Na presença da maioria dos autarcas da região da Beira Serra e Planalto Beirão – Oliveira do Hospital, Arganil, Carregal do Sal, Tondela, Penacova, Seia, entre outros – Ivo Portela deu conta ao governante de que ali se encontravam “as parcerias privilegiadas” para o trabalho que se vai desenvolver: “autarcas, agentes económicos, sociais e culturais da região que sempre ansiaram para que este dia se concretizasse”. Portela elogiou ainda o facto de Paulo Campos ter avançado com o IC6, mesmo ainda antes de estar escolhida a proposta final que envolve a continuação daquele troço e a construção dos IC 7 e 37 .
“O que é preciso é começar e depois do começo, rapidamente os autarcas e as partes interessadas se entendem relativamente às direcções para a Serra da Estrela, Covilhã, A25 e outros destinos”, considerou.
O autarca tabuense não deixou também de se mostrar satisfeito por “de uma única assentada”, o concelho de Tábua ouvir falar de “de uma verba tão grande”. “Não é nenhuma brincadeira, em moeda antiga são 16 milhões de contos”, notou.
“Uma assentada” que Paulo Campos justificou como sendo uma “função” do Governo e com a qual já “havia compromissos”. E, aos autarcas presentes no Salão Nobre da Câmara Municipal de Tábua deixou claro que “não se faz mais”, porque “não há estudos disponíveis que o permitam”. “Logo que os estudos estejam terminados, lançaremos mãos à obra e não perderemos tempo”, referiu o governante, notando que a prioridade do governo é de dotar o distrito de Coimbra de “melhores acessibilidades”.
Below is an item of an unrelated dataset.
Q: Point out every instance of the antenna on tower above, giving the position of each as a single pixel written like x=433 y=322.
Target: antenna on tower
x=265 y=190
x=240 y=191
Confessando-se particularmente “feliz” com os avanços esta tarde registados em Tábua, Paulo Campos considerou que “a partir de hoje estão dados os passos fundamentais para dizer que finalizou o isolamento destas terras”. “Vamos estar mais perto do mundo, com mais conforto, mais tempo e melhores condições de circulação”, referiu.
Mas advertiu: “Eu cumpri, agora cabe aos autarcas, empresários e agentes económicos e sociais fazer o resto e aproveitar bem estas acessibilidades”.
novo troço do IC6 compreende 17,2 km, num investimento que ultrapassa os 46 milhões de euros, com um prazo de execução de 540 dias. A expectativa do governo e da empresa Estradas de Portugal é de que o IC6 entre em obra no início do terceiro trimestre de 2008 e que fique concluída no final de 2009.